[Intel-gfx] [RFC 4/4] drm/i915/gt: Pipelined page migration

Mon Nov 30 14:11:51 UTC 2020

Quoting Chris Wilson (2020-11-30 13:39:54)
> Quoting Tvrtko Ursulin (2020-11-30 13:12:55)
> > 
> > On 28/11/2020 18:40, Chris Wilson wrote:
> > > +struct i915_request *
> > > +intel_context_migrate_pages(struct intel_context *ce,
> > > +                         struct scatterlist *src,
> > > +                         struct scatterlist *dst)
> > > +{
> > > +     struct sgt_dma it_s = sg_sgt(src), it_d = sg_sgt(dst);
> > > +     u64 encode = ce->vm->pte_encode(0, I915_CACHE_LLC, 0); /* flags */
> > > +     struct i915_request *rq;
> > > +     int len;
> > > +     int err;
> > > +
> > > +     /* GEM_BUG_ON(ce->vm != migrate_vm); */
> > > +
> > > +     err = intel_context_pin(ce);
> > > +     if (err)
> > > +             return ERR_PTR(err);
> > > +
> > > +     GEM_BUG_ON(ce->ring->size < SZ_64K);
> > > +
> > > +     do {
> > > +             rq = i915_request_create(ce);
> > > +             if (IS_ERR(rq)) {
> > > +                     err = PTR_ERR(rq);
> > > +                     goto out_ce;
> > > +             }
> > > +
> > > +             len = emit_pte(rq, &it_s, encode, 0, CHUNK_SZ);
> > > +             if (len <= 0) {
> > > +                     err = len;
> > > +                     goto out_rq;
> > > +             }
> > > +
> > > +             if (emit_pte(rq, &it_d, encode, CHUNK_SZ, len) < len) {
> > > +                     err = -EINVAL;
> > > +                     goto out_rq;
> > > +             }
> > 
> > Source and destination PTEs into the reserved [0, sz * 2) area?
> 
> Yes.
> 
> > 
> > > +
> > > +             err = rq->engine->emit_flush(rq, EMIT_INVALIDATE);
> > > +             if (err)
> > > +                     goto out_rq;
> > > +
> > > +             err = emit_copy(rq, len);
> > 
> > Right so copy can use fixed offsets.
> > 
> > > +             if (err)
> > > +                     goto out_rq;
> > > +
> > > +             if (!it_s.sg)
> > > +                     i915_request_get(rq);
> > > +out_rq:
> > > +             i915_request_add(rq);
> > > +             if (it_s.sg)
> > > +                     cond_resched();
> > 
> >  From what context does this run?
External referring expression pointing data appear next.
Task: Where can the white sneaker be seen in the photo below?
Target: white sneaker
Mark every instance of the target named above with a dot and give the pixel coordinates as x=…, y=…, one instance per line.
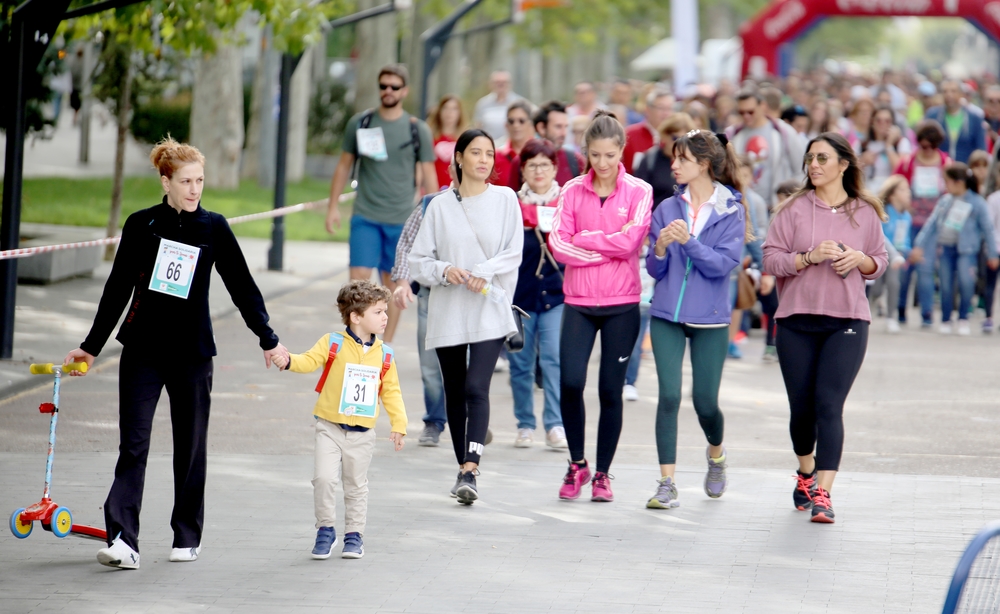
x=525, y=437
x=630, y=393
x=183, y=555
x=118, y=554
x=556, y=438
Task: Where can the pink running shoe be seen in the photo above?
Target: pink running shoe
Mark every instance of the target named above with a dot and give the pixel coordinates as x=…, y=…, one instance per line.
x=573, y=483
x=602, y=488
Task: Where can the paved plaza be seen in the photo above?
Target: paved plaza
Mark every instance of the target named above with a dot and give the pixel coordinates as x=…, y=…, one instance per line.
x=917, y=482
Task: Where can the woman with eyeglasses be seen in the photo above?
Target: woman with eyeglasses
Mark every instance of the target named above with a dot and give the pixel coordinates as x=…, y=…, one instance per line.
x=883, y=148
x=923, y=170
x=823, y=244
x=519, y=131
x=538, y=292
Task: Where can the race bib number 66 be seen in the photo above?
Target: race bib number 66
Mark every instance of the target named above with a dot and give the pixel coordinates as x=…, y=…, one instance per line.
x=174, y=268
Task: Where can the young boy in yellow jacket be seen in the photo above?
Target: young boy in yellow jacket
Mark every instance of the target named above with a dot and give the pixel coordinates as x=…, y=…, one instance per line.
x=358, y=370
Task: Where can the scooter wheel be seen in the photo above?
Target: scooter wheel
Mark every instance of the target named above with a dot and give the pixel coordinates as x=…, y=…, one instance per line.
x=61, y=522
x=18, y=528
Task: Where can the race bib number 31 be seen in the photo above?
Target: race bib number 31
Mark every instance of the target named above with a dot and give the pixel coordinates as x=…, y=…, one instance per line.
x=174, y=268
x=359, y=396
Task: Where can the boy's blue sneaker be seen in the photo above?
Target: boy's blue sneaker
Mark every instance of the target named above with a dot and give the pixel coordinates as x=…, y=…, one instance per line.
x=354, y=548
x=326, y=539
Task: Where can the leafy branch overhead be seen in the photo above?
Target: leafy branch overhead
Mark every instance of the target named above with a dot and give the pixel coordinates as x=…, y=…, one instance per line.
x=191, y=26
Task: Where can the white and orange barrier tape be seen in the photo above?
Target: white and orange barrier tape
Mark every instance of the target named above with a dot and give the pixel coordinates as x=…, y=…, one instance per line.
x=25, y=252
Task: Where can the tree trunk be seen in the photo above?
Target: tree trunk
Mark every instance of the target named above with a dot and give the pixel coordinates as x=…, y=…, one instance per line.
x=217, y=116
x=117, y=184
x=298, y=124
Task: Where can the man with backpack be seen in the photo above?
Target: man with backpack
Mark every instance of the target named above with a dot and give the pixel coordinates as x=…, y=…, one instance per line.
x=388, y=151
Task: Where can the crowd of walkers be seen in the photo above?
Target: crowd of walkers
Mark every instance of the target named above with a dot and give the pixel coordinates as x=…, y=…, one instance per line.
x=539, y=229
x=670, y=220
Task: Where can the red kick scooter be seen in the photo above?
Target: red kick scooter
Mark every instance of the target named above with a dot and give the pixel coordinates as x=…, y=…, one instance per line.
x=51, y=515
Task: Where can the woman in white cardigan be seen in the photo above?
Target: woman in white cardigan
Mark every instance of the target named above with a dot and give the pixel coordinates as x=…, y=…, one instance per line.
x=469, y=244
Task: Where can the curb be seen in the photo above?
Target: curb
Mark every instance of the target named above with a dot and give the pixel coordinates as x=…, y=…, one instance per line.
x=27, y=385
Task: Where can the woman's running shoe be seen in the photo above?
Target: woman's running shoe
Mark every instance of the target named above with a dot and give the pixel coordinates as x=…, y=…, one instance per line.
x=602, y=488
x=665, y=497
x=822, y=507
x=805, y=488
x=574, y=480
x=467, y=492
x=716, y=480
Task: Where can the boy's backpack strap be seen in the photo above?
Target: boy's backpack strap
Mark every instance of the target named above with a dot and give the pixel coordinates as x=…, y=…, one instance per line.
x=386, y=361
x=336, y=342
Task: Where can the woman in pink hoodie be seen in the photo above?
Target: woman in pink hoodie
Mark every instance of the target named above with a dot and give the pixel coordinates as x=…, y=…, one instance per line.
x=823, y=243
x=599, y=226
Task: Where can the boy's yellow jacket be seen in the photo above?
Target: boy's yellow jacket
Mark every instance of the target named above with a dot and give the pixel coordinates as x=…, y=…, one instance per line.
x=328, y=403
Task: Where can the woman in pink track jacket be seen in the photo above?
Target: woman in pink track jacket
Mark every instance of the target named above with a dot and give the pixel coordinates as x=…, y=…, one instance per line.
x=600, y=224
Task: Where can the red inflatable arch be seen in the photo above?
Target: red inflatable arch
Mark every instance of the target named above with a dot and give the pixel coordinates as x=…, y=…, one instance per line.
x=766, y=38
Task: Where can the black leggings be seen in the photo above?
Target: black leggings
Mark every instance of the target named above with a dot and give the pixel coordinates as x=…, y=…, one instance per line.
x=141, y=380
x=820, y=357
x=467, y=371
x=618, y=335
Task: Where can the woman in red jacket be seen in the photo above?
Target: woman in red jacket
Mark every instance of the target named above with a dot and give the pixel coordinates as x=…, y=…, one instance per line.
x=446, y=122
x=600, y=224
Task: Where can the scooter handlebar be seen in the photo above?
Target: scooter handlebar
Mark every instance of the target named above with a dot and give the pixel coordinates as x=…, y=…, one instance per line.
x=49, y=368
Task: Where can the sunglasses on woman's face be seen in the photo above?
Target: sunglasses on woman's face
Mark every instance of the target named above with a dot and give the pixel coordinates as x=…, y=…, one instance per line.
x=821, y=158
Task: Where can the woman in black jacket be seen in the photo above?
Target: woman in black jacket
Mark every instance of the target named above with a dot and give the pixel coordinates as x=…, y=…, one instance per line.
x=162, y=273
x=538, y=292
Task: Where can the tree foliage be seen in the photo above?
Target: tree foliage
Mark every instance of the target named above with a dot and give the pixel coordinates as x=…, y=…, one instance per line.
x=842, y=38
x=192, y=26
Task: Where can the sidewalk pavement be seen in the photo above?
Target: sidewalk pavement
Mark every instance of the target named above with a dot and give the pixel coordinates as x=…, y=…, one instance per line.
x=519, y=549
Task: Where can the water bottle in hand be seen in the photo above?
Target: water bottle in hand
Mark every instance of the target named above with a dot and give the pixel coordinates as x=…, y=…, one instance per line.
x=494, y=293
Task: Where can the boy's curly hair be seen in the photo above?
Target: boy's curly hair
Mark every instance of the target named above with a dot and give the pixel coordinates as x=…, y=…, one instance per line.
x=357, y=296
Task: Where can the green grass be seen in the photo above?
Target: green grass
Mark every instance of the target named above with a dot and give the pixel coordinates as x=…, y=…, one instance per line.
x=86, y=202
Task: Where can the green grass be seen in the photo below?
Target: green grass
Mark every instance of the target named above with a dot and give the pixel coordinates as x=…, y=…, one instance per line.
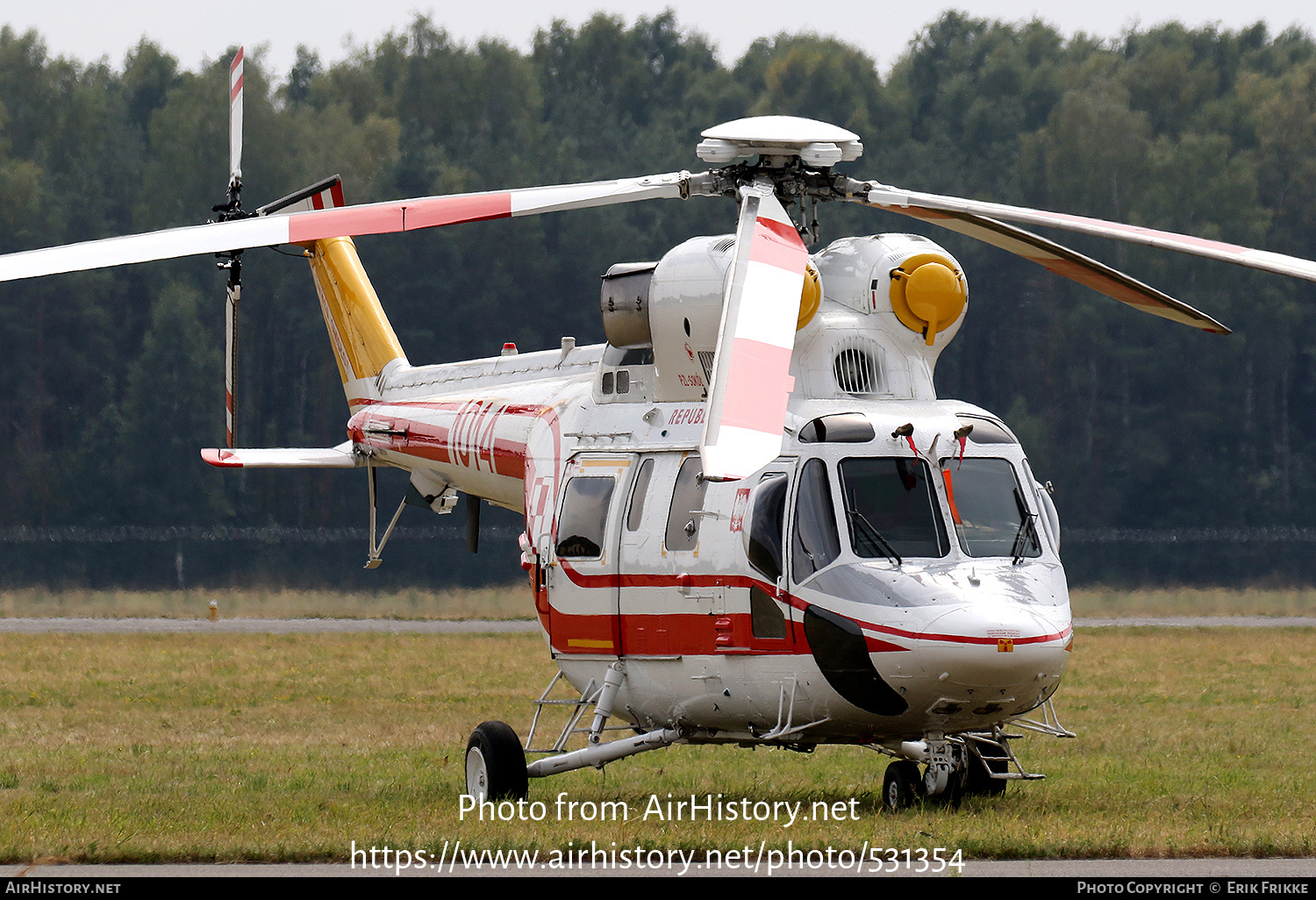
x=499, y=603
x=290, y=747
x=513, y=602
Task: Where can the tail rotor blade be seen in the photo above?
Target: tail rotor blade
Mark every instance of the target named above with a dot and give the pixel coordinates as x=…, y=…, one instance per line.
x=752, y=381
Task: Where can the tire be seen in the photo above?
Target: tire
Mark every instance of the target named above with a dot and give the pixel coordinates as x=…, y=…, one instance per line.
x=900, y=786
x=495, y=763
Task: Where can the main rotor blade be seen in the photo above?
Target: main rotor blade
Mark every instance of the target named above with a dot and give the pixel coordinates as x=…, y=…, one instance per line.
x=305, y=226
x=236, y=118
x=899, y=199
x=752, y=381
x=1068, y=263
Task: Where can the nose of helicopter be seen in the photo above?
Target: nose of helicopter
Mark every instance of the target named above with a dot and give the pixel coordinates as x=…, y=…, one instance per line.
x=998, y=652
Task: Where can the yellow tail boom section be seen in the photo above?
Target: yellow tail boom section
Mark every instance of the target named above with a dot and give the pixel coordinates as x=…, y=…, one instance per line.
x=362, y=339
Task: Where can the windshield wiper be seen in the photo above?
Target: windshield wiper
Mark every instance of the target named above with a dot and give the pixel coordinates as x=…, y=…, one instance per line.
x=871, y=536
x=1019, y=549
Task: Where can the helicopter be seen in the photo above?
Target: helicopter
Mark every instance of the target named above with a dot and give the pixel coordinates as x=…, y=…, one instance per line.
x=747, y=516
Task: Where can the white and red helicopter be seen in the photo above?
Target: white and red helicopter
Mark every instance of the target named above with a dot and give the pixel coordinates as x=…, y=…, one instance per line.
x=749, y=518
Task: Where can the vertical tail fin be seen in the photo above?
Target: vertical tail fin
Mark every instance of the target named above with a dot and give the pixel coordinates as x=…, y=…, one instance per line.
x=363, y=341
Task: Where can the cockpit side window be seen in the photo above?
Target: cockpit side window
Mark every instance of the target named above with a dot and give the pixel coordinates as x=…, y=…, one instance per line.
x=891, y=508
x=816, y=542
x=989, y=510
x=768, y=524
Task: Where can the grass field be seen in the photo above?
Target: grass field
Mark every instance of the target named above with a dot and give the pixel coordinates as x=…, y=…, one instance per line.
x=250, y=747
x=513, y=602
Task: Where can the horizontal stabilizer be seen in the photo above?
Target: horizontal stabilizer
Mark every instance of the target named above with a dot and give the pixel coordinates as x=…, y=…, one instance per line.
x=340, y=457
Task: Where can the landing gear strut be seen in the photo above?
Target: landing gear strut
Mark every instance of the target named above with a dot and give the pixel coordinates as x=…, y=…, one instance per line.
x=902, y=786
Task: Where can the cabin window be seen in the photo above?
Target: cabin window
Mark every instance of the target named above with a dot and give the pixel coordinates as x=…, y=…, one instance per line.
x=989, y=510
x=584, y=516
x=816, y=542
x=766, y=616
x=637, y=495
x=891, y=508
x=687, y=507
x=768, y=523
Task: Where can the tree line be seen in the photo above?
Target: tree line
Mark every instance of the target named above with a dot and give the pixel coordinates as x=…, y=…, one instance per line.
x=111, y=381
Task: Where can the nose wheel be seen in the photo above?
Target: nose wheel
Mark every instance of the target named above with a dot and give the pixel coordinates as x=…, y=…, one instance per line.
x=902, y=784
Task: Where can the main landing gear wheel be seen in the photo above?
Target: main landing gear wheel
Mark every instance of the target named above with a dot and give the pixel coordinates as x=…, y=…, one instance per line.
x=902, y=784
x=495, y=763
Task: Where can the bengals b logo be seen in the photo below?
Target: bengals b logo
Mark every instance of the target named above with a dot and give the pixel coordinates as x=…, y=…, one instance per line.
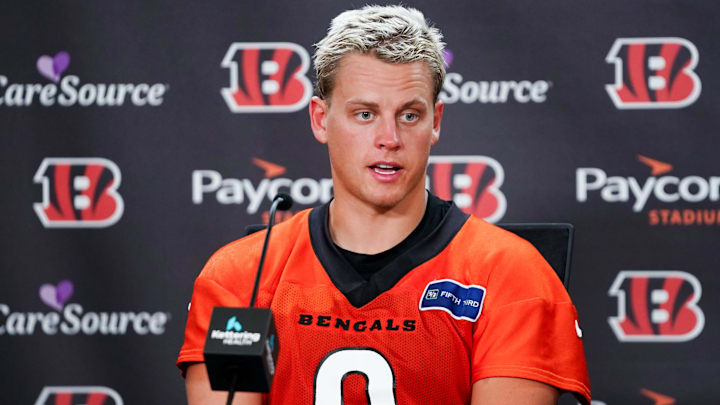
x=78, y=193
x=653, y=73
x=266, y=77
x=70, y=395
x=471, y=182
x=657, y=306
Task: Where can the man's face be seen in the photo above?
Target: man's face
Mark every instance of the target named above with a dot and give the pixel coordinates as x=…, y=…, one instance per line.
x=379, y=126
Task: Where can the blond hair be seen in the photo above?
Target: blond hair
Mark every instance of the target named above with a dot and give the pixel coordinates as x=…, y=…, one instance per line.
x=393, y=34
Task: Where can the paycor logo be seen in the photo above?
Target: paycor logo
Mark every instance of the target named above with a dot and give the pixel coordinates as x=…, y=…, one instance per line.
x=252, y=192
x=658, y=187
x=70, y=91
x=73, y=319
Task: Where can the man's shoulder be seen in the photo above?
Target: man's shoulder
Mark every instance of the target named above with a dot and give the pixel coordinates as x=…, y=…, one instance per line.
x=244, y=253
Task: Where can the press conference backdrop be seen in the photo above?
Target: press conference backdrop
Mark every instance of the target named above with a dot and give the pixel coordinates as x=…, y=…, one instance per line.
x=139, y=137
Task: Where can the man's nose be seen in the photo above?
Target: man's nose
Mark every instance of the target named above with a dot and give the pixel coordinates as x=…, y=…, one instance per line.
x=387, y=136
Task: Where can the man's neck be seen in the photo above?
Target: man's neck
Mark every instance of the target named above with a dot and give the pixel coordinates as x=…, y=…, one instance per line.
x=360, y=228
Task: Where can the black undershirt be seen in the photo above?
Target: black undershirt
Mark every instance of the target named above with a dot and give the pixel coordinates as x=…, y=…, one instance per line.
x=367, y=265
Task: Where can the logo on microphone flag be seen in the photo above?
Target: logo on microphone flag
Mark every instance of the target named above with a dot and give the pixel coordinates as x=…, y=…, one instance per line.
x=233, y=324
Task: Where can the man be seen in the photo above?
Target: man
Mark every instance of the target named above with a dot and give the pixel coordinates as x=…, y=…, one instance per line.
x=387, y=294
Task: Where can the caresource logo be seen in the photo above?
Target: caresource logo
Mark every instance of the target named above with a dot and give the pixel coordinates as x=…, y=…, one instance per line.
x=471, y=182
x=457, y=89
x=267, y=77
x=78, y=193
x=69, y=90
x=660, y=187
x=72, y=395
x=656, y=306
x=653, y=73
x=253, y=191
x=73, y=319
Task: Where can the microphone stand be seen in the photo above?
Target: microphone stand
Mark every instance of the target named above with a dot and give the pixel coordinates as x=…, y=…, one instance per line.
x=282, y=202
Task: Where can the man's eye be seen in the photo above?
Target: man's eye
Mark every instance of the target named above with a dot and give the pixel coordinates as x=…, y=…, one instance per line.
x=410, y=117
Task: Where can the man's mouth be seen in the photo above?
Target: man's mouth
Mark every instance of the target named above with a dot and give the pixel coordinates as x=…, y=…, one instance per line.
x=385, y=169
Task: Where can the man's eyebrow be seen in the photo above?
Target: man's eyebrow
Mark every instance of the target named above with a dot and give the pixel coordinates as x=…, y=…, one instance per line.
x=370, y=104
x=365, y=103
x=413, y=103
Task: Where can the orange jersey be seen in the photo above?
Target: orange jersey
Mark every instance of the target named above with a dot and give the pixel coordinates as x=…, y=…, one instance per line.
x=470, y=301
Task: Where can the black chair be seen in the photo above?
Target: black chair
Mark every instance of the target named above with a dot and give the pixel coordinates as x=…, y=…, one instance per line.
x=553, y=241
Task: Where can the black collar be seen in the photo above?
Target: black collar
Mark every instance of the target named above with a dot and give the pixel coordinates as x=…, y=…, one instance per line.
x=356, y=289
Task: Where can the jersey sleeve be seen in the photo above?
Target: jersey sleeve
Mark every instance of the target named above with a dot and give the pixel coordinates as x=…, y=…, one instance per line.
x=226, y=280
x=529, y=326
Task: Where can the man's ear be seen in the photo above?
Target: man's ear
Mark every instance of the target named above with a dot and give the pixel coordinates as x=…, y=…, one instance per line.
x=318, y=109
x=437, y=118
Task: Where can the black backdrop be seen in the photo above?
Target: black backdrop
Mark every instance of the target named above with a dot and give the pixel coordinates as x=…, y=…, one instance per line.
x=85, y=258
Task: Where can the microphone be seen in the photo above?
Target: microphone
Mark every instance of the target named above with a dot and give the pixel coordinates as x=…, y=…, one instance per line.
x=241, y=346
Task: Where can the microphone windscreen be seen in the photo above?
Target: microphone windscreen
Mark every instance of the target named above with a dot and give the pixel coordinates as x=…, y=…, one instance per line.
x=285, y=202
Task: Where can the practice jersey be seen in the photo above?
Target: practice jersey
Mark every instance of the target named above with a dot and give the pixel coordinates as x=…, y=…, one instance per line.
x=470, y=301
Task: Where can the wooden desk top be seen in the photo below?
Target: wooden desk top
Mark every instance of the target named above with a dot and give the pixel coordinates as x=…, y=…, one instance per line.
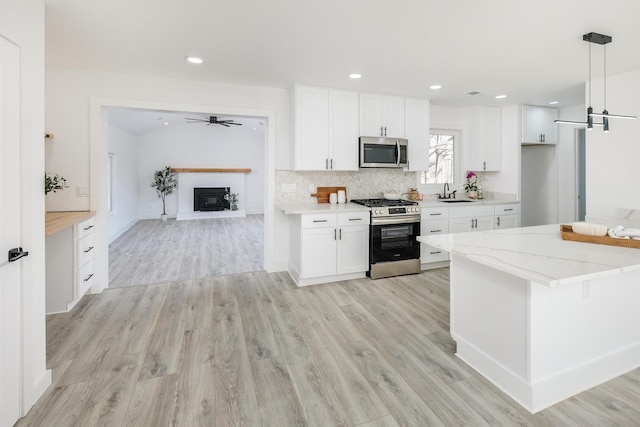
x=57, y=221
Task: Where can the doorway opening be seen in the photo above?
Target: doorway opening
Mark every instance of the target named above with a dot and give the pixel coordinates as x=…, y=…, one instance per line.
x=142, y=248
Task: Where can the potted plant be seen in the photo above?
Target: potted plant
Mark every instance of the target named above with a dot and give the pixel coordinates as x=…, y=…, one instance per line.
x=164, y=181
x=53, y=183
x=233, y=199
x=471, y=186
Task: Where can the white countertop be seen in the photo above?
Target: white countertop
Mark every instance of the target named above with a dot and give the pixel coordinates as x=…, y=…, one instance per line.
x=436, y=203
x=538, y=254
x=311, y=208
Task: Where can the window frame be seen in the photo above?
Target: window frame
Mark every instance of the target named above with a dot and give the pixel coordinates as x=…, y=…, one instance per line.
x=457, y=154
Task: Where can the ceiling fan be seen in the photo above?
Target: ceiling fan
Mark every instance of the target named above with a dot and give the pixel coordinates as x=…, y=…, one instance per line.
x=213, y=120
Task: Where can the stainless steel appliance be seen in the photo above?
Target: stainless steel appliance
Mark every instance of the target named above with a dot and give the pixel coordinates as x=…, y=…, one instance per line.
x=378, y=152
x=393, y=248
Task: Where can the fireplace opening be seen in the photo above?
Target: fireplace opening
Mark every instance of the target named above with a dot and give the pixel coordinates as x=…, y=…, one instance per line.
x=210, y=199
No preemptible?
> 
> Has to be process context; numerous allocations, implicit waits (that we
> want to avoid in practice), and the timeline (per-context) mutex to
> guard access to the ringbuffer.

Another thought was to allocate new contexts on the fly; as we can only
copy about 500MiB before stalling using GPU PTE updates.

However, I thought reallocations would be worse for the code flow.
-Chris